At the 2015 RMAF I was surprised to find out that Mojo Audio’s Benjamin Zwickel instincts were aligned with mine. He was using the microZOTL2.0 to drive David Berning’s latest power amp, designed for Linear Tube Audio, the ZOTL40, which features a 40Wpc, EL34-based, push-pull output stage. In my setup, the microZOTL2.0 was coupled with the VTL Manley Reference 100/200 monoblocks and the Analysis Audio Omega planar loudspeakers. In this context I could only marvel at its explosive dynamics. The range from soft to loud was negotiated with a world-class startle factor that exceeded the performance of the Audible Illusions L3A line preamp, and if memory serves me right, actually equaled the performance of the much-more-expensive Pass Labs XP-30 preamp in this regard. That made the microZOTL2.0’s presentation visceral and involving, impossible to ignore. And as it turned out, it was far from being a one-trick pony. Bass response was spectacularly solid, extended, and pitch-perfect.
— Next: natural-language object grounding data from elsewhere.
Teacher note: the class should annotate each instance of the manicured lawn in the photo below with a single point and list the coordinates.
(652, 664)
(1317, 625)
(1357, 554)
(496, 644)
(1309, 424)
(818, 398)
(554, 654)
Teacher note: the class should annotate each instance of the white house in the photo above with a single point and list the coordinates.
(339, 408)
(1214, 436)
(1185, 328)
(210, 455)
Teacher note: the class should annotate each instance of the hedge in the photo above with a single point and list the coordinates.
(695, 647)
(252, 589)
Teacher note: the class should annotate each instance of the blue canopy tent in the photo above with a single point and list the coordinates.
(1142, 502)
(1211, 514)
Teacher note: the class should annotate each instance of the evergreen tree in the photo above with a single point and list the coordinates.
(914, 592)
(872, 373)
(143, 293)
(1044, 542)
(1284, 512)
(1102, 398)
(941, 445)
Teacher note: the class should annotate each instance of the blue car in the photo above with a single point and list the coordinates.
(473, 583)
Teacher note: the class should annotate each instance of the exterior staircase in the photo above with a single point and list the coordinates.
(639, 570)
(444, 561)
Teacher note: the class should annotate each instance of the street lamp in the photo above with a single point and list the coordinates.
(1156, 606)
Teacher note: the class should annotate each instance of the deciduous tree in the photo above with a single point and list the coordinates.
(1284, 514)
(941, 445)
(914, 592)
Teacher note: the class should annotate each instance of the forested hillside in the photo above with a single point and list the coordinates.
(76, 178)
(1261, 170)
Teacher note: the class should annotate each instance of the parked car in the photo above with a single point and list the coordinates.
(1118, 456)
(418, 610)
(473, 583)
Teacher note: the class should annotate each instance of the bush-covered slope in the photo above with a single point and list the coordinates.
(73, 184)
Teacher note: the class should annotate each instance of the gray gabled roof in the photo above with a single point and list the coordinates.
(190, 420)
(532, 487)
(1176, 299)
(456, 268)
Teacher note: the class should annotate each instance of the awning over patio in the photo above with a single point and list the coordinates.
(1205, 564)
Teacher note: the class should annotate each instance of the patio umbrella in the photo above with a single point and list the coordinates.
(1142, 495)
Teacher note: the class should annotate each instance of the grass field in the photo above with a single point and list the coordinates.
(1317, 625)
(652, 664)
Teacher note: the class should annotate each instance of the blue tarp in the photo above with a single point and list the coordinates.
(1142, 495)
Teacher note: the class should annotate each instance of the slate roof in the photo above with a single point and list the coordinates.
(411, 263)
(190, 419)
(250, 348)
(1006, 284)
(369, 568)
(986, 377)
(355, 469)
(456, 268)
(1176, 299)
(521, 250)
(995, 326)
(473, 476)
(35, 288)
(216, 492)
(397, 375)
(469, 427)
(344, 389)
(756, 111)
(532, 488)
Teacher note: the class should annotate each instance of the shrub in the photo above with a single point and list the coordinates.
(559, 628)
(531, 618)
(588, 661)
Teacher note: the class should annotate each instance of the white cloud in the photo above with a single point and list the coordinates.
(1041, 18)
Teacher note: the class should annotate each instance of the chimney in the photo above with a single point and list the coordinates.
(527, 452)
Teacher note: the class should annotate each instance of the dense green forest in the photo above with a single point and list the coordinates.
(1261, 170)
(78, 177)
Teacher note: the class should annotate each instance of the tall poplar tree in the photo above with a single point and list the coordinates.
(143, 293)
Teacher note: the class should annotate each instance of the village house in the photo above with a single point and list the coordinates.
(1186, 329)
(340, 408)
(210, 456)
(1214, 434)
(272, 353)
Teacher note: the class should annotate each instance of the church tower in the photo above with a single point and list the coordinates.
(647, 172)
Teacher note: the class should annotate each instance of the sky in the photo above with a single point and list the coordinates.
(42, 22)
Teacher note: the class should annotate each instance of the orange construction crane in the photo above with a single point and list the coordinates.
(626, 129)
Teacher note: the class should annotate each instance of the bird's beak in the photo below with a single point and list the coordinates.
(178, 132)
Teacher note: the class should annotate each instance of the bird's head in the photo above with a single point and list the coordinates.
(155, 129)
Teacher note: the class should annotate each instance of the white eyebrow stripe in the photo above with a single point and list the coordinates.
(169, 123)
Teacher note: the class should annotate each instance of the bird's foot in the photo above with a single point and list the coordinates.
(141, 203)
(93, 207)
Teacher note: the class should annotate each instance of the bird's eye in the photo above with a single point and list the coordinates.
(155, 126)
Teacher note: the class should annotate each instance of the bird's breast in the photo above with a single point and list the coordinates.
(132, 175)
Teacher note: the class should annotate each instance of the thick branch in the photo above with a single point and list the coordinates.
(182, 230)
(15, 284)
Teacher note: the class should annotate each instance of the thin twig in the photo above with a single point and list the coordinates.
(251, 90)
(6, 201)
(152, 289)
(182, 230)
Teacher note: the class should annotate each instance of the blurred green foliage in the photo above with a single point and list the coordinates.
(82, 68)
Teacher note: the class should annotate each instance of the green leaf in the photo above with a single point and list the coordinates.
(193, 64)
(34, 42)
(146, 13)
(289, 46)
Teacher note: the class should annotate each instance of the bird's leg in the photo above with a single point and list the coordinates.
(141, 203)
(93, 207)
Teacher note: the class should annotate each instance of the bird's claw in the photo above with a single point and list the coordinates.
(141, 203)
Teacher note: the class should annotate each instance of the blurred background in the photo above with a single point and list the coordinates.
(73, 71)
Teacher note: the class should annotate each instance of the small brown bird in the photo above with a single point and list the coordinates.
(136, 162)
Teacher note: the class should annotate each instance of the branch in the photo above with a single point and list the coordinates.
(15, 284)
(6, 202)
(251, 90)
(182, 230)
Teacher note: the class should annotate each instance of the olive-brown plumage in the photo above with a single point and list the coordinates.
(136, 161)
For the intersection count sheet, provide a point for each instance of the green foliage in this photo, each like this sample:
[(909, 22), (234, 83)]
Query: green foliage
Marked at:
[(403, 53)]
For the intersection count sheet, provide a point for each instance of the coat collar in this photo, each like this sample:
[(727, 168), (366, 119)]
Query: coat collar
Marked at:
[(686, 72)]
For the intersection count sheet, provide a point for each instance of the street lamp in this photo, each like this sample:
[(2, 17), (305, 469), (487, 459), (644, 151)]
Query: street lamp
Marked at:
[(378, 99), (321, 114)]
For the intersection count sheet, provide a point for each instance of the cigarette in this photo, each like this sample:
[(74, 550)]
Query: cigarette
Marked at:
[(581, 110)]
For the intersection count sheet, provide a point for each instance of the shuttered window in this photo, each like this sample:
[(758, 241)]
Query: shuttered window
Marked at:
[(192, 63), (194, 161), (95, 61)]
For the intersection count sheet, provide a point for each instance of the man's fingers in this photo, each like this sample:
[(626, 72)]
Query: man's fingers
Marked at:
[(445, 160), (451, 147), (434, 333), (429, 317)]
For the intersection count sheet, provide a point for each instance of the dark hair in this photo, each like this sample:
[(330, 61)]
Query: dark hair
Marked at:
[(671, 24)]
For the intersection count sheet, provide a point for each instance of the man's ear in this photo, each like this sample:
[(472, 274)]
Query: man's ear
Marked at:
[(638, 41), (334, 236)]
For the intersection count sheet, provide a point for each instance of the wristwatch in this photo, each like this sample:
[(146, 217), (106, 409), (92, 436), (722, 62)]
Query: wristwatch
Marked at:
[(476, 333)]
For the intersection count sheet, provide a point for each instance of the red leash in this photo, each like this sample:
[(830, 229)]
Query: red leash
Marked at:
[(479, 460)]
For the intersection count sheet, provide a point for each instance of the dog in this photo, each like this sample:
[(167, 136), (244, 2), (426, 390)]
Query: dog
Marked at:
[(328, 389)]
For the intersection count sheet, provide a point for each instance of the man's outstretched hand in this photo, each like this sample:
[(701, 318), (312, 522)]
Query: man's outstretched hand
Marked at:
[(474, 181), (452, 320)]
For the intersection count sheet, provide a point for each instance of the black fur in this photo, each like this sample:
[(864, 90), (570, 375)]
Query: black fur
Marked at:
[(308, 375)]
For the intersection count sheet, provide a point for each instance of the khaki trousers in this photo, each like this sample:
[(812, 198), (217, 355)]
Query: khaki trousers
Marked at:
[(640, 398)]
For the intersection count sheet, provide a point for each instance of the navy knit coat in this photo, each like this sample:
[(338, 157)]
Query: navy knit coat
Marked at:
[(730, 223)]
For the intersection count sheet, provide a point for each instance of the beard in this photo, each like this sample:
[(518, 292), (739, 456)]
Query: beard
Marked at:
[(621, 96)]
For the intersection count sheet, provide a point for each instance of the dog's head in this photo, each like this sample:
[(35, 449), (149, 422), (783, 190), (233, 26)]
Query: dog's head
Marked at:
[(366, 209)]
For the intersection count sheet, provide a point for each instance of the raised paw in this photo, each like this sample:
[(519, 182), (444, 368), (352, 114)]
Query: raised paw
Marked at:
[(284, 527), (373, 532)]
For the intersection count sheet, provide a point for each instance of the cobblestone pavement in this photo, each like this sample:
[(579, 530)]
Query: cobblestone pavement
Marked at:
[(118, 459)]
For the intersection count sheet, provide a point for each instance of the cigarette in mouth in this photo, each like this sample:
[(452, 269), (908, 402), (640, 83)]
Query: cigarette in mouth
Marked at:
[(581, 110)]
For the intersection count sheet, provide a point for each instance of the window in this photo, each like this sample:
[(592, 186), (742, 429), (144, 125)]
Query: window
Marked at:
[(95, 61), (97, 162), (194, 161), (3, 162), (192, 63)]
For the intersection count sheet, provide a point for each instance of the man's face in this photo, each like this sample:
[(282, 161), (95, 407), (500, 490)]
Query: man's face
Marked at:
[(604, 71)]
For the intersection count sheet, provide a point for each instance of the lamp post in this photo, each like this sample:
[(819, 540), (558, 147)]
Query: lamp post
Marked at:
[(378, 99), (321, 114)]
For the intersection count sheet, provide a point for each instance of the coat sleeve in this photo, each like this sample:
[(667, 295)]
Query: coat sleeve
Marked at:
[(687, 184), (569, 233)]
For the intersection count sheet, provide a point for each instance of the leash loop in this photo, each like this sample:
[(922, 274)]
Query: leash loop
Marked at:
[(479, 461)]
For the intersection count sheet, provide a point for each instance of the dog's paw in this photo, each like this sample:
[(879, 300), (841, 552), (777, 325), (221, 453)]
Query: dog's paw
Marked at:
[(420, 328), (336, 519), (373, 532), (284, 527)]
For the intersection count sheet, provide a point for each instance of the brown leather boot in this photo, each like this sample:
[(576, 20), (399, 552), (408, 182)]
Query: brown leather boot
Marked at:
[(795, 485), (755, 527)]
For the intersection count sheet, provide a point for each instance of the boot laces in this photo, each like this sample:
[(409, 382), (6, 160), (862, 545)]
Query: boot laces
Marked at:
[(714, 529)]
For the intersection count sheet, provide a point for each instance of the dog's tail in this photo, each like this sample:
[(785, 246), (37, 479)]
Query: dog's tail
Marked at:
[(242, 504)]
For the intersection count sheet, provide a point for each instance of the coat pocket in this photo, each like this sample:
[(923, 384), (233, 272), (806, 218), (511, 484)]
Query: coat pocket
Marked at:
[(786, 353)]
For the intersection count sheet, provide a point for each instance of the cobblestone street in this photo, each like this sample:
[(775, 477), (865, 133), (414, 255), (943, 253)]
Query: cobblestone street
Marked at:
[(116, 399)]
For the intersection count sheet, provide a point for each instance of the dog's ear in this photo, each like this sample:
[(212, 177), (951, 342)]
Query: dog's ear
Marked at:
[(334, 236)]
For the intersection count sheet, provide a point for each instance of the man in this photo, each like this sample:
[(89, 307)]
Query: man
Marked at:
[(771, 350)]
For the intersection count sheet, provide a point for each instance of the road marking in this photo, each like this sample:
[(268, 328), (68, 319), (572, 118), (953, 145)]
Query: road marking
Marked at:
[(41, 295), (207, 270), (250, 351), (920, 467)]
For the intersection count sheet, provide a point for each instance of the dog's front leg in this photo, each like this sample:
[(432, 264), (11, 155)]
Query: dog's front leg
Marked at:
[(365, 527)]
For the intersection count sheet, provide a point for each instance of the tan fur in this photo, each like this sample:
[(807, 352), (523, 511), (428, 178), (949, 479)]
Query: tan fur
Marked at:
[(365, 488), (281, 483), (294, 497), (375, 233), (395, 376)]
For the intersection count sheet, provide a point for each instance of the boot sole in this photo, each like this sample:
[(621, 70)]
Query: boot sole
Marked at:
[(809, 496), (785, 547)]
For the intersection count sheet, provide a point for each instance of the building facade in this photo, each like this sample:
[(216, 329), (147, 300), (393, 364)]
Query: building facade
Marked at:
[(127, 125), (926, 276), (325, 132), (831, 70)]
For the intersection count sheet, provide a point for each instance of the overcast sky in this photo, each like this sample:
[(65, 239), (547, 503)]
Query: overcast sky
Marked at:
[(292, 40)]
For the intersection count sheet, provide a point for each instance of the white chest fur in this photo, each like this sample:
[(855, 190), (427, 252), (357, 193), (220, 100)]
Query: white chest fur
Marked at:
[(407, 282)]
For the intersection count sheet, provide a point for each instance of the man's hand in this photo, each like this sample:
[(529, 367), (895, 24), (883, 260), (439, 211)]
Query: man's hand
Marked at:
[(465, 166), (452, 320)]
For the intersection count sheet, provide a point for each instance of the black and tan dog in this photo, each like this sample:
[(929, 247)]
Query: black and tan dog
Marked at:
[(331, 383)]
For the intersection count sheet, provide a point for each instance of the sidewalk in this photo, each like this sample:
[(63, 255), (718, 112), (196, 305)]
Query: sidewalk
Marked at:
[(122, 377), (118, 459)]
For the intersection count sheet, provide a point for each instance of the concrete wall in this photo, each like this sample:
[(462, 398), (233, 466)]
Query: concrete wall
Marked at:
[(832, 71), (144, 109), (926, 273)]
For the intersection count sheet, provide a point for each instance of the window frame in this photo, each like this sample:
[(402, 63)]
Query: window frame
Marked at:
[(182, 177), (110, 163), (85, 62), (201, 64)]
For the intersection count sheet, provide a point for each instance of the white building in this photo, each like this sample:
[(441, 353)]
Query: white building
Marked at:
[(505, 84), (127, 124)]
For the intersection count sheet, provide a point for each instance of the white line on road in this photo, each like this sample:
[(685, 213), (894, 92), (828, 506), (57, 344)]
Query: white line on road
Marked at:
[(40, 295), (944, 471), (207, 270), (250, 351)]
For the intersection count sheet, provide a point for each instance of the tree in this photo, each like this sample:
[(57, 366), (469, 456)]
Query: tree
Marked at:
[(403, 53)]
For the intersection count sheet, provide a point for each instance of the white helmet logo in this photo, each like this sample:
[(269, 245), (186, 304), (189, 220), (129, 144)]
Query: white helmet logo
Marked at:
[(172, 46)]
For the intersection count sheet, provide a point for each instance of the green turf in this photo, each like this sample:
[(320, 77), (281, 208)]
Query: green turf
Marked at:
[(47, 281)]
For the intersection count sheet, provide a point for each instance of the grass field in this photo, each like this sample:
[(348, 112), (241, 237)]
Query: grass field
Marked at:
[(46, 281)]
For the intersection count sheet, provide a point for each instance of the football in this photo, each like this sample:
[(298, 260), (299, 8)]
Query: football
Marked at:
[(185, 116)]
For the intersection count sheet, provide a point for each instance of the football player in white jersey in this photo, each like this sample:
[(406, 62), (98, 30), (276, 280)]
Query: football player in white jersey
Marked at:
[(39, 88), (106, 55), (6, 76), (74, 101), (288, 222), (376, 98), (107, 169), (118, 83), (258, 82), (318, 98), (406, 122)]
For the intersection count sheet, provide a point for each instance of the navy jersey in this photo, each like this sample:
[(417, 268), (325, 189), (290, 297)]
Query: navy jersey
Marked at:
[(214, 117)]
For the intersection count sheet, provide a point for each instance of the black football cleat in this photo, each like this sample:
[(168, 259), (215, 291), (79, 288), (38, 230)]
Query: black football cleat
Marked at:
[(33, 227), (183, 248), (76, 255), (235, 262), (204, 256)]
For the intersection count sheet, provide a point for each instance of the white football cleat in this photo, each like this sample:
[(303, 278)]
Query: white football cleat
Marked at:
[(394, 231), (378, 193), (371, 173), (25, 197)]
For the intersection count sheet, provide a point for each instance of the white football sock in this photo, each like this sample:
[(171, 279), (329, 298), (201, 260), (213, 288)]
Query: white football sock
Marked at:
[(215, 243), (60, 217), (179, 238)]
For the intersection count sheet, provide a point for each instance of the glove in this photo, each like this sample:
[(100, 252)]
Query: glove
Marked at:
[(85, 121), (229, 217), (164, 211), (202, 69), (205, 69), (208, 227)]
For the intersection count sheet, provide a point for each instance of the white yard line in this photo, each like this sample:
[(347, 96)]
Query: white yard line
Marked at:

And there was no denying that soundstage transparency bettered that of any tube preamp I’ve auditioned under $5k. The microZOTL2.0 was able to dig into a mix and resolve a complex passage with great precision. And that was a function of its excellent control over transient attack and decay. Its tube character was evident in its ability to do justice to spatial depth and width perspectives. That has been a weak point of solid-state designs and one of the reasons I’ve stuck with tube preamps for the past several decades. I suggest that you give the microZOTL2.0 a serious listen. It unzips the soundstage, allowing its boundaries to surge and expand with conviction. The upper midrange is smooth and free from tube brightness. However, the treble range sounds a bit electronic in character, lacking the textural purity of the midrange. My first thought was to categorize this as an artifact of the carrier frequency, especially since in more recent ZOTL designs Berning has deemed it important to raise it from 250 to 500kHz. But since I did not experience this problem during my headphone listening sessions, I’m inclined to think that the culprit is the VTL amp, which may be sensitive to the residual carrier frequency.